Subject: BGP (FRR) drops all LAN routes when adding WAN Virtual IP (CARP) - HA Cluster
Hi everyone,
I am facing a critical issue with my OPNsense HA cluster where adding or removing a Virtual IP (Alias/CARP) on the WAN interface causes the entire BGP (FRR) routing table on the LAN side to be dropped/flushed, causing downtime for several minutes.
My Environment:- Setup: 2x OPNsense instances in High Availability (Master/Slave).
- BGP Plugin: os-frr (BGP) enabled.
- Backend: A Kubernetes cluster using MetalLB in BGP mode.
- Logic:
- MetalLB advertises internal private IPs (e.g., 192.168.9.x/32) via BGP to the OPNsense LAN/VLAN interfaces.
- OPNsense learns these routes and knows exactly which K8s node to send traffic to.
- I own a public /22 range.
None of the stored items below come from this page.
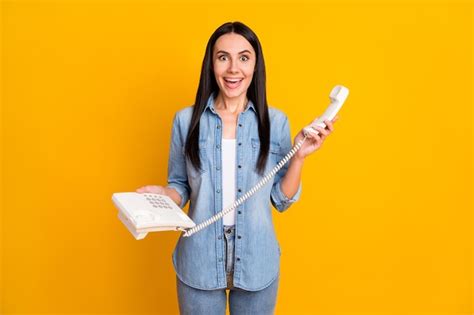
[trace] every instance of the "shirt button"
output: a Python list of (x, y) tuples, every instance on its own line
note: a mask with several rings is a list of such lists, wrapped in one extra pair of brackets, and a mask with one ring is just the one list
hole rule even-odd
[(239, 165), (239, 168), (242, 168), (242, 165)]
[(240, 261), (240, 258), (239, 258), (239, 257), (237, 257), (237, 261)]
[(218, 148), (218, 149), (219, 149), (220, 147), (221, 147), (221, 145), (220, 145), (220, 144), (216, 145), (216, 148)]
[(219, 129), (221, 126), (220, 125), (217, 125), (217, 129)]
[(219, 258), (219, 261), (222, 261), (222, 258)]
[(218, 167), (216, 167), (216, 169), (219, 171), (221, 168), (218, 166)]
[(238, 239), (241, 239), (241, 238), (242, 238), (242, 236), (240, 236), (240, 235), (239, 235), (239, 236), (237, 236), (237, 238), (238, 238)]
[(238, 211), (238, 214), (242, 214), (242, 211), (239, 210), (239, 211)]
[(242, 142), (239, 142), (239, 145), (242, 145)]
[(218, 189), (218, 190), (216, 190), (216, 192), (217, 192), (217, 193), (220, 193), (220, 192), (221, 192), (221, 190), (220, 190), (220, 189)]
[(239, 188), (239, 192), (242, 192), (242, 189)]
[(217, 237), (217, 239), (218, 239), (218, 240), (221, 240), (221, 239), (222, 239), (222, 235), (219, 235), (219, 236)]
[(242, 124), (239, 124), (239, 127), (242, 127)]

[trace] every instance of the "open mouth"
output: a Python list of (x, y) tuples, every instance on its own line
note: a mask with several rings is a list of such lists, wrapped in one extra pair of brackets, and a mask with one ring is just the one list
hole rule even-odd
[(225, 79), (224, 78), (225, 85), (229, 89), (235, 89), (235, 88), (239, 87), (242, 80), (243, 79)]

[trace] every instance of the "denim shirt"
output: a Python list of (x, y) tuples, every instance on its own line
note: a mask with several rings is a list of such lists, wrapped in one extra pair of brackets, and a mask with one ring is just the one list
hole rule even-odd
[[(208, 99), (200, 118), (199, 151), (202, 170), (196, 170), (185, 158), (184, 145), (193, 111), (188, 106), (173, 120), (168, 161), (168, 185), (181, 196), (183, 208), (188, 200), (188, 216), (199, 224), (229, 205), (222, 204), (222, 120), (214, 108), (214, 94)], [(270, 171), (292, 148), (290, 126), (286, 115), (269, 108), (270, 152), (264, 174)], [(250, 190), (263, 176), (256, 170), (260, 150), (258, 118), (252, 101), (237, 119), (236, 129), (236, 200)], [(242, 205), (235, 209), (234, 287), (258, 291), (276, 279), (280, 269), (280, 244), (273, 227), (271, 205), (283, 212), (301, 195), (290, 199), (281, 190), (288, 164)], [(222, 218), (189, 237), (178, 239), (172, 254), (178, 278), (202, 290), (227, 287), (225, 271), (225, 238)]]

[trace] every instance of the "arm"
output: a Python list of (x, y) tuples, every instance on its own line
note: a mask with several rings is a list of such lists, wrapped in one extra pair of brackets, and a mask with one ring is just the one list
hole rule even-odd
[(179, 117), (175, 114), (171, 132), (170, 153), (168, 159), (168, 186), (147, 185), (136, 190), (138, 193), (154, 193), (170, 197), (180, 208), (189, 200), (190, 187), (186, 171)]
[(184, 137), (181, 134), (179, 117), (175, 114), (168, 159), (168, 185), (164, 189), (166, 195), (173, 199), (180, 208), (183, 208), (188, 202), (191, 190), (183, 147)]
[[(280, 141), (280, 159), (282, 159), (292, 148), (291, 131), (288, 118), (275, 126), (282, 126)], [(303, 163), (293, 158), (285, 164), (275, 175), (271, 191), (272, 205), (280, 212), (288, 209), (301, 195), (301, 168)], [(289, 198), (288, 196), (291, 196)]]
[(288, 199), (293, 198), (298, 192), (298, 187), (301, 182), (303, 162), (304, 159), (293, 156), (290, 160), (288, 171), (281, 181), (281, 192), (285, 196), (288, 196)]
[[(291, 196), (290, 198), (292, 198), (298, 191), (298, 185), (301, 180), (301, 171), (303, 170), (303, 163), (305, 158), (321, 147), (323, 141), (333, 131), (333, 123), (337, 119), (338, 117), (336, 116), (333, 121), (325, 120), (324, 123), (326, 124), (327, 129), (315, 127), (320, 132), (321, 136), (309, 135), (301, 146), (300, 150), (296, 152), (296, 154), (291, 158), (288, 172), (283, 177), (281, 183), (281, 191), (286, 196)], [(301, 139), (303, 139), (303, 137), (304, 134), (303, 131), (301, 131), (295, 137), (294, 143), (298, 143)]]

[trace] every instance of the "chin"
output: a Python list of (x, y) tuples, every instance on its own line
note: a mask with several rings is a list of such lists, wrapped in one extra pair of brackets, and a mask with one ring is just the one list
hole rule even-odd
[(247, 92), (246, 90), (244, 90), (244, 91), (231, 91), (231, 92), (229, 92), (229, 91), (224, 91), (224, 94), (225, 94), (225, 96), (227, 96), (228, 98), (234, 98), (234, 97), (238, 97), (238, 96), (240, 96), (240, 95), (242, 95), (242, 94), (245, 94), (246, 92)]
[(247, 93), (247, 90), (248, 90), (248, 87), (245, 87), (245, 88), (241, 88), (241, 89), (238, 89), (236, 91), (233, 91), (233, 90), (228, 90), (225, 86), (223, 88), (221, 88), (221, 91), (224, 93), (225, 96), (227, 96), (228, 98), (232, 98), (232, 97), (237, 97), (237, 96), (240, 96), (242, 94), (246, 94)]

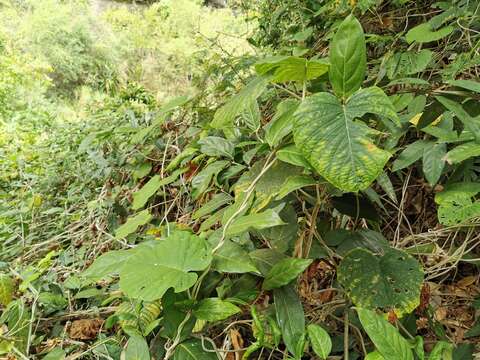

I manually assign specific Public IPs from this range as Virtual IP Aliases on the OPNsense WAN.
- I use Port Forward (NAT) to map the Public WAN IP to the Private BGP-learned IP.
The Problem:Whenever I need to add or remove a Public IP from the WAN interface (following the standard CARP procedure (https://docs.opnsense.org/manual/how-tos/carp.html#example-adding-a-virtual-ip-to-an-active-vhid-group): disable CARP on secondary -> add VIP -> add on primary -> re-enable CARP on secondary), the moment I
Apply Changes on the primary unit:
- The BGP table is completely flushed.
- The sessions with the K8s neighbors (LAN side) seem to flap or restart.
- It takes 3 to 5 minutes for the routes to be relearned and the traffic to flow again.
Since the WAN VIPs and the LAN BGP sessions are on completely different interfaces, I wouldn't expect a change on the WAN to trigger a full re-initialization of the FRR routing table or LAN-side sessions.
Logs:I have captured the logs during the event. It seems the FRR service is being stopped/restarted completely.
Notice the frr_carp: no frr deamons active and the transition from BGP_Stop to BGP_Start.
2026-02-18T15:52:09 Error bgpd [H4B4J-DCW2R][EC 33554455] 10.21.1.14 [Error] bgp_read_packet error: Connection reset by peer
...
2026-02-18T15:51:53 Error bgpd [H4B4J-DCW2R][EC 33554455] 10.21.1.11 [Error] bgp_read_packet error: Connection reset by peer
...
2026-02-18T15:49:53 Error frr_carp no frr deamons active.
2026-02-18T15:49:53 Error bgpd [J9K4Q-T8STY][EC 33554466] 10.21.1.16 [FSM] Failure handling event BGP_Start in state Idle, prior events BGP_Stop, (null), fd -1, last reset: No AFI/SAFI activated for peer
2026-02-18T15:49:53 Error bgpd [J9K4Q-T8STY][EC 33554466] 10.21.1.15 [FSM] Failure handling event BGP_Start in state Idle, prior events BGP_Stop, (null), fd -1, last reset: No AFI/SAFI activated for peer
...
2026-02-18T15:49:53 Error bgpd [J9K4Q-T8STY][EC 33554466] 10.20.1.13 [FSM] Failure handling event BGP_Start in state Idle, prior events BGP_Stop, (null), fd -1, last reset: Update source change
Configuration Details:- AS OPNsense: 64512 / AS K8s: 64514.
- BGP Neighbors configured with: Next-Hop-Self, Multi-Hop (nodes are on a different VLAN), and BFD.
- The issue happens exactly when the "Interface/VIP" configuration is reloaded by the OS.
Questions:- Is it expected behavior for FRR to restart or drop routes when any interface configuration (even an unrelated WAN Alias) is modified?
- Looking at the log frr_carp: no frr deamons active., it implies the CARP hook script might be forcing a restart or finding the service dead. Is there a way to prevent this for WAN-only changes?
- Is there a way to make the FRR process "immune" to interface reloads that don't involve the BGP-facing interfaces?
I need to be able to manage my Public IP pool without taking down the internal routing for the whole cluster. Any advice is welcome!